Sole negó lentamente con la cabeza, mientras miraba hacia el parque y encontraba el maldito y enésimo símbolo (con las mismas proporciones que los anteriores) grabado en el tronco de un árbol.
- No lo sé.... – musitó, mientras las primeras sirenas de policía empezaban a sonar. Se sorprendió echando de menos al padre Beltrán.

* * * * * *

Cinco horas después, aquella misma tarde, Sole salía de la comisaría de policía, acompañada por Daniel y Mónica.
Después de varios interrogatorios (a cada cual más duro y agresivo) y de mostrar sus credenciales infinidad de veces (así como su licencia de armas en regla) los encargados del caso del parque la dejaron marchar. Aunque le sorprendiera, Sole tenía que reconocer que estaba fuera, en gran parte, por la vehemencia de Mónica a la hora de defenderla, de proporcionarle una coartada y de explicar sin titubeos su pertenencia a la Jefatura Central de Homicidios.
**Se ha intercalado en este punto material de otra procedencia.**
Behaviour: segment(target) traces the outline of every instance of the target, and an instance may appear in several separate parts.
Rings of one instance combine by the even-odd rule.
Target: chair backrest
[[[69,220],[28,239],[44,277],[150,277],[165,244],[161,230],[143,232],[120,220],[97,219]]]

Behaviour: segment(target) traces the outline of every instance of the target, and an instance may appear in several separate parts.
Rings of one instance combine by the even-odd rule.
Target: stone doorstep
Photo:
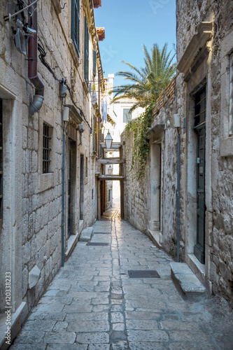
[[[91,240],[92,237],[94,234],[94,230],[92,226],[86,227],[83,230],[81,235],[79,237],[79,241],[89,241]]]
[[[71,234],[67,241],[67,249],[65,252],[65,261],[67,261],[78,240],[79,233]]]
[[[152,231],[149,230],[148,237],[150,238],[151,241],[157,246],[158,248],[162,248],[161,241],[161,233],[160,231]]]
[[[21,330],[22,325],[24,321],[22,319],[24,308],[26,307],[26,302],[22,302],[20,307],[17,309],[15,312],[13,312],[10,315],[10,344],[13,342],[14,339],[17,333]],[[6,314],[0,315],[0,349],[1,350],[6,350],[10,345],[6,344],[5,332],[6,331]]]
[[[170,263],[170,266],[172,279],[185,295],[206,295],[206,288],[186,263],[173,262]]]

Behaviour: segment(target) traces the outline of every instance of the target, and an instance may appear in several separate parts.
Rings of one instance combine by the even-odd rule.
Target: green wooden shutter
[[[97,52],[93,50],[93,74],[97,74]]]
[[[79,56],[79,25],[80,25],[80,15],[79,15],[79,0],[72,0],[71,3],[71,39],[73,40],[74,46]]]
[[[84,78],[88,83],[89,73],[89,31],[87,18],[85,18],[85,41],[84,41]]]

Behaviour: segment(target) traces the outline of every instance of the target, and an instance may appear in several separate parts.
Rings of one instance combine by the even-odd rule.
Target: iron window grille
[[[88,158],[86,157],[86,164],[85,164],[85,177],[88,176]]]
[[[0,99],[0,220],[3,219],[3,111],[2,99]]]
[[[71,39],[79,57],[80,53],[80,10],[79,0],[72,0],[71,3]]]
[[[195,95],[195,130],[206,122],[206,85],[204,85]]]
[[[97,52],[93,50],[93,75],[97,75]]]
[[[84,41],[84,78],[88,84],[89,76],[89,31],[87,18],[85,18],[85,41]]]
[[[43,124],[43,174],[50,172],[50,127],[45,122]]]
[[[233,135],[233,53],[230,57],[230,135]]]

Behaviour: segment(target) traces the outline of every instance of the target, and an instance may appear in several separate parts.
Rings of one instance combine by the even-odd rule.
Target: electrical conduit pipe
[[[28,4],[33,3],[33,0],[29,0]],[[33,101],[30,104],[29,114],[32,117],[41,108],[43,102],[44,85],[41,79],[38,76],[37,67],[37,8],[36,4],[34,7],[29,8],[29,27],[36,31],[36,33],[29,37],[28,44],[28,77],[36,88],[36,92],[33,97]]]

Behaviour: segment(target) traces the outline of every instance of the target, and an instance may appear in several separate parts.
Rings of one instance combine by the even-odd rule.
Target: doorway
[[[151,144],[151,188],[150,230],[161,244],[161,144]],[[156,233],[157,232],[157,233]]]
[[[84,155],[81,154],[80,160],[80,200],[79,200],[80,220],[83,220],[83,208],[84,208]]]
[[[194,253],[205,263],[205,178],[206,178],[206,85],[195,95],[195,126],[197,134],[197,239]]]
[[[75,213],[75,183],[76,183],[76,142],[69,139],[68,164],[67,164],[67,186],[68,186],[68,238],[74,230],[74,213]]]

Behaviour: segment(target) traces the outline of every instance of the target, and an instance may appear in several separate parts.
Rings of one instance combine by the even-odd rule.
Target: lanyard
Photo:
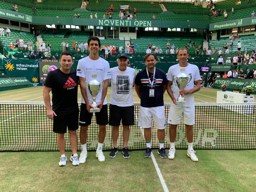
[[[149,71],[147,70],[147,69],[146,68],[146,69],[147,70],[147,77],[149,78],[149,83],[151,85],[151,89],[153,89],[153,84],[154,83],[154,79],[155,79],[155,69],[154,69],[154,76],[153,76],[153,81],[152,82],[151,82],[151,81],[150,80],[150,78],[149,78]]]

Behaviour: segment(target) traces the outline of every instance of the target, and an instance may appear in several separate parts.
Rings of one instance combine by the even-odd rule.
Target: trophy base
[[[93,109],[91,108],[90,109],[90,111],[91,113],[97,113],[99,112],[99,108],[97,107],[97,108],[94,108]]]
[[[184,101],[177,101],[176,102],[176,104],[179,105],[185,105],[186,104],[186,102]]]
Quizá aquellos dos técnicos no fuesen agentes de campo, pero eran valientes de otras formas útiles para el trabajo.
- ¿Qué vamos a hacer ahora? – preguntó Daniel, cuando estaban en la calle y Sole había encendido un cigarrillo.
- Vamos a ver al forense que se encarga del caso – dijo Sole, aspirando con deleite el humo de su cigarrillo. – Tengo curiosidad por saber de qué narices murió ese bicho al final. Cuando sepamos algo más llamaremos a Justo para informarle. Al fin y al cabo hemos conseguido que no haya víctimas.
- ¿Buscamos un hostal donde pasar la noche? – preguntó Daniel.
- No – dijo Sole, chupando del cigarro. – En cuanto hayamos hablado con Justo y los demás nos largamos a Burgos.